- Mountain Home Location within Texas Mountain Home Location within the United States
- Coordinates: 30°10′27″N 99°22′37″W﻿ / ﻿30.17417°N 99.37694°W
- Country: United States
- State: Texas
- County: Kerr
- Elevation: 1,910 ft (580 m)
- Time zone: UTC-6 (CST)
- • Summer (DST): UTC-5 (CDT)
- Area code: 830
- FIPS code: 48-49620
- GNIS ID: 1342167

= Mountain Home, Texas =

Mountain Home is an unincorporated community in Kerr County, Texas, United States, at the intersection of State Hwy 27 and State Hwy 41. Mountain Home has a post office with the ZIP code 78058.

==History==
The community area was the site of an 1878 Indian raid, in which four settlers, all children, were killed.
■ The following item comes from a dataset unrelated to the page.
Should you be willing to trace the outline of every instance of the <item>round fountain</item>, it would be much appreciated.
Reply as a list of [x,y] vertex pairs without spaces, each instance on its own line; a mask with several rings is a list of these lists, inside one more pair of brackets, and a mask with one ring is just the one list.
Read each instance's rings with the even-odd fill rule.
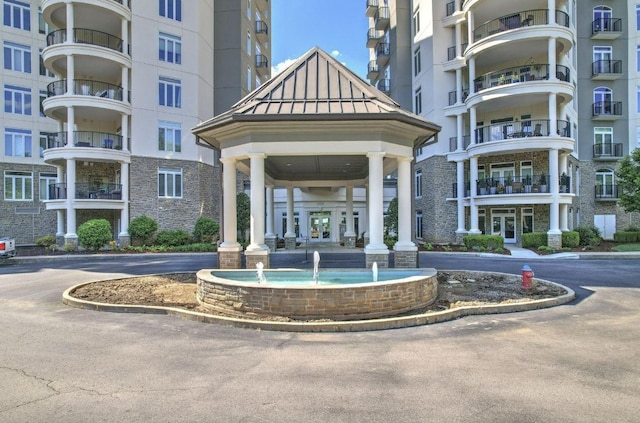
[[197,299],[232,316],[283,316],[294,320],[361,320],[396,316],[436,300],[435,269],[371,270],[203,269]]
The first Mountain Home post office was established in 1879, with Hiram L Nelson as the first Postmaster.

The Texas Parks and Wildlife Department Fisheries Research Station opened on Highway 27 in 1925.

The Texas Catholic Boys Camp was started in Mountain Home in 1951 by the Society of Mary.

==Education==
Divide Independent School District is the local school district for elementary school. Divide ISD feeds into Ingram Independent School District, which provides secondary education.